Die Tuareg-Rebellen der Nationalen Befreiungsbewegung MNLA haben die Unabhängigkeit für den Norden Malis ausgerufen. "Wir verkünden feierlich die Unabhängigkeit von Azawad, die von heute an gilt", sagte der Sprecher der Nationalen Befreiungsbewegung von Azawad (MNLA), Mossa Ag Attaher, am Freitag dem französischen Sender France 24. Die MNLA wolle die Grenzen zu den angrenzenden Staaten anerkennen, ergänzte Attaher. Alle militärischen Aktionen würden eingestellt.

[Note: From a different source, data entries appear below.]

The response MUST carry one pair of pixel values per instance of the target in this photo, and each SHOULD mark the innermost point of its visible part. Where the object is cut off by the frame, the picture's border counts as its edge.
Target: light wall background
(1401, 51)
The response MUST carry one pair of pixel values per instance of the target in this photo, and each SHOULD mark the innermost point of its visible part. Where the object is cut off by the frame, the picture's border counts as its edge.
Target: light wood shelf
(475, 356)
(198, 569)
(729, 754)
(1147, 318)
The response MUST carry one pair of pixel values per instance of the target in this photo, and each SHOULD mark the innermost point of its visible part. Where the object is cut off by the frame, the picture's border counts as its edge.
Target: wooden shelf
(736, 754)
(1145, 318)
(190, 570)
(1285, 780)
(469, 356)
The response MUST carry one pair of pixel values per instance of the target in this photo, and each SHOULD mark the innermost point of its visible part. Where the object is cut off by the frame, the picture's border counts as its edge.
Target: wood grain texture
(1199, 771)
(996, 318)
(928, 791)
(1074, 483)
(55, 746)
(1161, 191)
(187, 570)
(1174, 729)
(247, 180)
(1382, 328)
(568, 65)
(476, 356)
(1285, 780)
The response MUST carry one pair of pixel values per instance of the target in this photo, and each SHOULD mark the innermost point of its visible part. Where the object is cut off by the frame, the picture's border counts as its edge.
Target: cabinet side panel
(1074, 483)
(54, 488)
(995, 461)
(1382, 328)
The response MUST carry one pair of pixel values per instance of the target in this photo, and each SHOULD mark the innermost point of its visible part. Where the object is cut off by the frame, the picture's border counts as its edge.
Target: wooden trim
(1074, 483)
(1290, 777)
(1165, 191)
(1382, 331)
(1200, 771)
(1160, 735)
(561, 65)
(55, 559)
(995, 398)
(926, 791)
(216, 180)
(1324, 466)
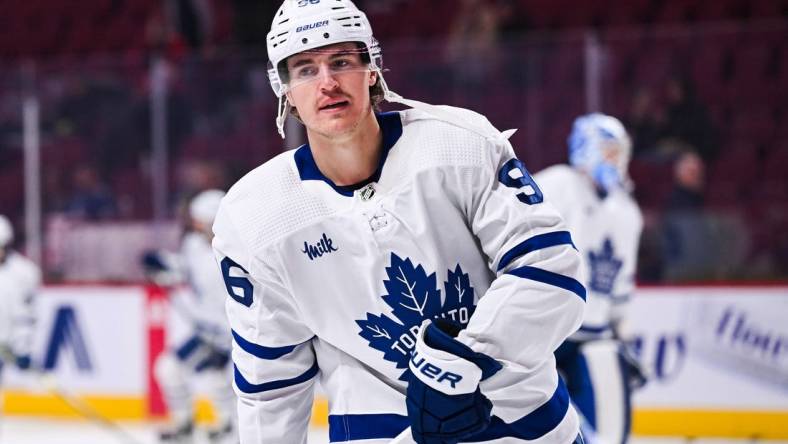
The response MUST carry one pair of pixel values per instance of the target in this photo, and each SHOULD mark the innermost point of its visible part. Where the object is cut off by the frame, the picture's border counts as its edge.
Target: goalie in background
(20, 279)
(592, 193)
(205, 355)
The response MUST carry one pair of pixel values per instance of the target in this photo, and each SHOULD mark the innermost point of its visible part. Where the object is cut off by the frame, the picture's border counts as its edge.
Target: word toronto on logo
(413, 297)
(323, 246)
(605, 267)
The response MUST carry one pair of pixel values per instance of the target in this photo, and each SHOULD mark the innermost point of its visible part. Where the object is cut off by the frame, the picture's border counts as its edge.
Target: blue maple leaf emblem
(604, 268)
(413, 297)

Auch in einer im Internet verbreiteten Erklärung gaben die Tuareg-Rebellen die Unabhängigkeit von Azawad bekannt. Das Exekutivkomitee der MNLA bitte die Internationale Gemeinschaft, ihren Staat unverzüglich anzuerkennen, heißt es darin. Die Azawad-Region erstreckt sich vom Westen Malis bis in den Norden und umfasst auch Teile Nord-Nigers und Süd-Algeriens. 

Die einseitige Unabhängigkeitserklärung stieß jedoch international auf Ablehnung. Frankreichs Verteidigungsminister Gérard Longuet sagte in Paris , die Unabhängigkeitserklärung habe keine Bedeutung, solange sie nicht von den afrikanischen Staaten anerkannt werde. Ein Sprecher des Außenministeriums in Paris erklärte, die Erklärung werde als "null und nichtig" betrachtet.

EU und AU lehnen Unabhängigkeit ab

Eine Sprecherin der EU-Außenbeauftragten Catherine Ashton sagte in Brüssel , die EU habe in der Krise durchgehend deutlich gemacht, dass sie die territoriale Unversehrtheit Malis respektiere. Die Krise in dem westafrikanischen Land müsse innerhalb der verfassungsrechtlichen Bestimmungen beigelegt werden. Die EU unterstütze die Westafrikanische Wirtschaftsgemeinschaft ( ECOWAS ) bei der Suche nach einem politischen Ausweg. Die ECOWAS-Staaten hatten zuletzt allerdings einen Militäreinsatz in Nordmali beschlossen. Ihr Plan muss Diplomatenangaben zufolge noch von den jeweiligen Staatschefs unterzeichnet werden.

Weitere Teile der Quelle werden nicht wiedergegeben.